Customers with the failing energy firms have typically been paying £800 to £900 a year. But the switch to a new supplier will see them moved to a price cap figure set by Ofgem, which will be £1,277 for an average household from October 1.
And there are warnings that this figure could climb again – by as much as £280 a year – from next April when the cap is next reviewed. Mr Scorer said many of the worst hit by price rises were reliant on Universal Credit.
He described as ‘unconscionable’ the Government’s decision to remove a £20 uplift in the benefit from the start of next month.
Ministers are under pressure to protect the most vulnerable against the spike in the cost of heat and light over the coming months.

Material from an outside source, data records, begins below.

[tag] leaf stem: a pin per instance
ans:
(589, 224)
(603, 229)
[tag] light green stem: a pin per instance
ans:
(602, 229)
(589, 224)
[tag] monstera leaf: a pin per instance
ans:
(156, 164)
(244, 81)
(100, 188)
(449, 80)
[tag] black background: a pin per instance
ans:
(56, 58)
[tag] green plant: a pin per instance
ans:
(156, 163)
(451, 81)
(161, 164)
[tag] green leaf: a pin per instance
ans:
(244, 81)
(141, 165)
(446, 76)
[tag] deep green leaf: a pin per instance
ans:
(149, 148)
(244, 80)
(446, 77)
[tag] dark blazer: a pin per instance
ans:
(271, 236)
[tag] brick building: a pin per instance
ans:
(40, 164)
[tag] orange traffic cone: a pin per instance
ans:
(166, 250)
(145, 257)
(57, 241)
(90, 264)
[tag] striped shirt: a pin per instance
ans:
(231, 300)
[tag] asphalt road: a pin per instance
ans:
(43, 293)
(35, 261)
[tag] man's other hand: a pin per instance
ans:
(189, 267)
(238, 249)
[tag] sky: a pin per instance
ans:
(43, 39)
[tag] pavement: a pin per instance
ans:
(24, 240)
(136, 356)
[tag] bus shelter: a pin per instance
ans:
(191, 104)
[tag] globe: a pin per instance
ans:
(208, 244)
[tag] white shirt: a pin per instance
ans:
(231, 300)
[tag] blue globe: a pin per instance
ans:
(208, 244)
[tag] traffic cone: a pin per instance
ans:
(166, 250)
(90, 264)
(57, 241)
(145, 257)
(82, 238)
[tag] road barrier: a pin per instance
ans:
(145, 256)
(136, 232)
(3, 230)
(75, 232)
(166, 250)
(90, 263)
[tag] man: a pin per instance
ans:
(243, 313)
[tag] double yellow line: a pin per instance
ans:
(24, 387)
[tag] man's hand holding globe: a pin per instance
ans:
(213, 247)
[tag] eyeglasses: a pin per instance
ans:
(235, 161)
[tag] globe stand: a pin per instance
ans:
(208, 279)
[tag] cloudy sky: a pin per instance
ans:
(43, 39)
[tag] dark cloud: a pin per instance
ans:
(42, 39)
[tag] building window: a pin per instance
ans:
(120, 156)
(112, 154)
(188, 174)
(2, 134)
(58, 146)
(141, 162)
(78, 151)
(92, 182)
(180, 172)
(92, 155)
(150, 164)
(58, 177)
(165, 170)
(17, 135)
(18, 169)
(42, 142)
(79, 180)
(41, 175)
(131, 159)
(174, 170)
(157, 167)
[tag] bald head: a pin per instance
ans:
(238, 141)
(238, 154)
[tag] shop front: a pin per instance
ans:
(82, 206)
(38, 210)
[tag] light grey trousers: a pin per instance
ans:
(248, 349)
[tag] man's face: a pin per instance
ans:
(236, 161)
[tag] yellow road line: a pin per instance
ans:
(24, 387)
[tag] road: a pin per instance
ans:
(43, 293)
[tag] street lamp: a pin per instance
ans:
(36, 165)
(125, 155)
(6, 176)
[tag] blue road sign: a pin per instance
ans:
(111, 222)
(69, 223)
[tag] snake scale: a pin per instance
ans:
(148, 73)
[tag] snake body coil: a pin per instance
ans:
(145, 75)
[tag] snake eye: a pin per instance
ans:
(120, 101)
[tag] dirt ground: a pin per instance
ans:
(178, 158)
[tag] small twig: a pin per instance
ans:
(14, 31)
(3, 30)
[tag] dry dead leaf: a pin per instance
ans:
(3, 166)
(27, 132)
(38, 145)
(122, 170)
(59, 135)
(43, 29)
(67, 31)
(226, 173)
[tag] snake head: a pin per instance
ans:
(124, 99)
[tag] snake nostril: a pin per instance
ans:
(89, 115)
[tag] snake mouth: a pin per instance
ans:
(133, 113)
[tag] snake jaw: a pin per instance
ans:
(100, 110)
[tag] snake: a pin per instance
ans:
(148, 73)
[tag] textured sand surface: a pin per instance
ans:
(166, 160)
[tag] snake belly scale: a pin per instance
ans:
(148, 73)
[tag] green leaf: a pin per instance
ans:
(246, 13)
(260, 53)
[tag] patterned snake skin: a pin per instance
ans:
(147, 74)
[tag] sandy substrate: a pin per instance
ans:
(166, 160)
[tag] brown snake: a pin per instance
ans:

This could include increasing the number entitled to receive the Warm Homes Discount, which is worth £140 a year.
The surge in wholesale prices is delivering riches to energy companies that own and sell gas and electricity to retail firms, who in turn sell it to homes and businesses.
Business Secretary Kwasi Kwarteng indicated the Government was considering a windfall tax to help fund the response to the crisis.
Labour MP Darren Jones, chairman of the Commons business, energy and industrial strategy committee, said Spain had imposed a levy on ‘the generators and traders who are making very significant profits’ to fund protections for consumers.
Asked if that was a possibility here, Mr Kwarteng said: ‘We are looking at all options. What they are doing in Spain is recognising that it’s an entire system. I am in discussion with Ofgem and other officials, looking at all options.’
The trade body which represents suppliers, Energy UK, said the Government and regulators were warned two years ago that the market was fragile.
Chief executive Emma Pinchbeck said: ‘The point is, right now, we think that good, well-run companies will fail. And that’s a function of both the pricing shock but also market design.’
Her members say the cap on energy prices brought in by Theresa May’s government has played a part in the failure of some firms because they have to sell gas and electricity at a loss. But Mr Kwarteng insisted the cap must stay.
Chief executive of Citizens Advice, Dame Clare Moriarty, said the cut in Universal Credit was ‘coming at the worst possible time’. She added: ‘The Government has shown in this pandemic that it’s willing to support people through hard times. With a cost of living crisis under way, it must reverse the disastrous decision to cut this lifeline.’
At Prime Minister’s Questions, Labour deputy leader Angela Rayner challenged her opposite number, Dominic Raab, to guarantee no one would be pushed into fuel poverty this winter.
She accused the Government of hitting the pockets of working families by ‘cutting the income of a worker on £18,000 a year by over £1,100’ with tax rises.
Miss Rayner added: ‘That is almost exactly the same as an average annual energy bill.’